I was just kidding about the 49 bucks.

The only thing I can find so far is the RACO alarm agent, and it's waaaay overkill for what I need.


----------



## Jlarson (Jun 28, 2009)

Not really that I know of, I don't know why though it would be simple enough to do. All I have is the Raco or I set up email alarms through a SCADA controller/system.

I think Omega makes some sort of dialer that can send emails but I think it's a temperature alarm type of thing and I think it's like $800.


----------



## Edrick (Jun 6, 2010)

I thought I posted but it appears it didn't go through. One option would be Arduino. If you're good with electronics. It's basically a processor that you can program to do all sorts of things. That would be the cheapest route, but would require knowledge of the language it uses and stuff. 

APC makes some devices that you can connect different modules and relays to that if a variable changes it'll e-mail you also.


----------



## JohnR (Apr 12, 2010)

Jlarson said:


> Not really that I know of, I don't know why though it would be simple enough to do. All I have is the Raco or I set up email alarms through a SCADA controller/system.
> 
> I think Omega makes some sort of dialer that can send emails but I think it's a temperature alarm type of thing and I think it's like $800.


 its 129 from tempalert


----------



## Jlarson (Jun 28, 2009)

JohnR said:


> its 129 from tempalert


Yeah but that one is just a temp sensor, I'm thinking Marc want's something that can do dry contacts too. And probably one that doesn't need a PC to work.


----------



## JohnR (Apr 12, 2010)

Yeah, I know, I am thnking that no matter what, you will need some type of PC even if it is just a linux thin client to run the protocols. Wish I knew what you would call something like that, I am sure someone makes it too, just need the proper keywords.


----------



## tkb (Jan 21, 2009)

Try this from Avtech, they have many other products for monitoring.
The 4E version only has 1 dry contact input.
The 11E version has the ability for 8 dry contact input.

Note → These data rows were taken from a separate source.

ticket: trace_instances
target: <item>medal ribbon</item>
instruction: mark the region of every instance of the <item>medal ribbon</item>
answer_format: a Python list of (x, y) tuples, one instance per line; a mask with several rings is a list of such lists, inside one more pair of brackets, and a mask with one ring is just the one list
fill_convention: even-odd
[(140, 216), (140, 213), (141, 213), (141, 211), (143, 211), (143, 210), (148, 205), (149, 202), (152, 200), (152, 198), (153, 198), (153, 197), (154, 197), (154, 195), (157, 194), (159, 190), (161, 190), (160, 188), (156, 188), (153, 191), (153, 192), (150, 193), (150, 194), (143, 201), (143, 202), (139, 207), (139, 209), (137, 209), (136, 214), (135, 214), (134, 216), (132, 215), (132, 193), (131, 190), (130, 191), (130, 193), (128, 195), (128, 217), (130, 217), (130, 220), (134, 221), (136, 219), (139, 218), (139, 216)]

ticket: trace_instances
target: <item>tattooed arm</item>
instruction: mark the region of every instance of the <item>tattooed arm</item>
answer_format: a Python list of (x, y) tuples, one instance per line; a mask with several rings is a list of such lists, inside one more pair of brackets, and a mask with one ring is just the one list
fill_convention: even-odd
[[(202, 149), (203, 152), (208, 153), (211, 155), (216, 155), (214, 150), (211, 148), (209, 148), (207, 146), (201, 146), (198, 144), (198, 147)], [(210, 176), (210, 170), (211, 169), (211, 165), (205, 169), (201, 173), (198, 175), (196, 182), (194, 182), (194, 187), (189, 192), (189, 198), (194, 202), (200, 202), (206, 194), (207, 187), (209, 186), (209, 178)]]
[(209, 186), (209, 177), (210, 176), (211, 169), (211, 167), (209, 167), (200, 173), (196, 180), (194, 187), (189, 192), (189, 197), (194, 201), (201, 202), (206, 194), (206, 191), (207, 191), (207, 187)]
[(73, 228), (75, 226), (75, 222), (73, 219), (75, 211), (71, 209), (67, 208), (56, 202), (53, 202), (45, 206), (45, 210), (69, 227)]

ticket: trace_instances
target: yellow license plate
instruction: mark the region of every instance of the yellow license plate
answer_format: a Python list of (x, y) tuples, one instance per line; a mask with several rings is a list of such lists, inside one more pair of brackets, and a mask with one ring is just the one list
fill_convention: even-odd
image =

I have done a lot of research into monitoring for data centers and found this system to be the lowest cost.

If you want dial out monitoring look into Sensaphone.
Look at the Web600.


----------



## MDShunk (Jan 7, 2007)

tkb said:


> Try this from Avtech, they have many other products for monitoring.
> The 4E version only has 1 dry contact input.
> The 11E version has the ability for 8 dry contact input.
> 
> ...


That Avtech gadget looks exactly like what I envisioned. Thanks!


----------



## Jlarson (Jun 28, 2009)

tkb said:


> Try this from Avtech, they have many other products for monitoring.
> The 4E version only has 1 dry contact input.
> The 11E version has the ability for 8 dry contact input.


Huh that's way cheaper than Omega's version. I'm using Avtech's if I ever need one.


----------



## TOOL_5150 (Aug 27, 2007)

Posting in here so I can come back to it later.

~Matt


----------



## leland (Dec 28, 2007)

MDShunk said:


> Seems by now that someone probably make a little box you can hang on the wall, run a network cable into it, and some switched contact wires, and it will automatically send a specified email to people or a distribution list during any type of 'alarm' event (or whatever event switched the contacts). Much like an autodialer, but an auto-emailer.
> 
> Anyone know of a little box like that on the market?




http://www.sensaphone.com/

Check the web 600.


----------



## tommu56 (Nov 19, 2010)

Ive never done it but a micrologix can do it 
http://php.ptagis.org/wiki/index.php/SOP_Micrologix_Email

tom


----------



## oliquir (Jan 13, 2011)

most modern plc can do it.


----------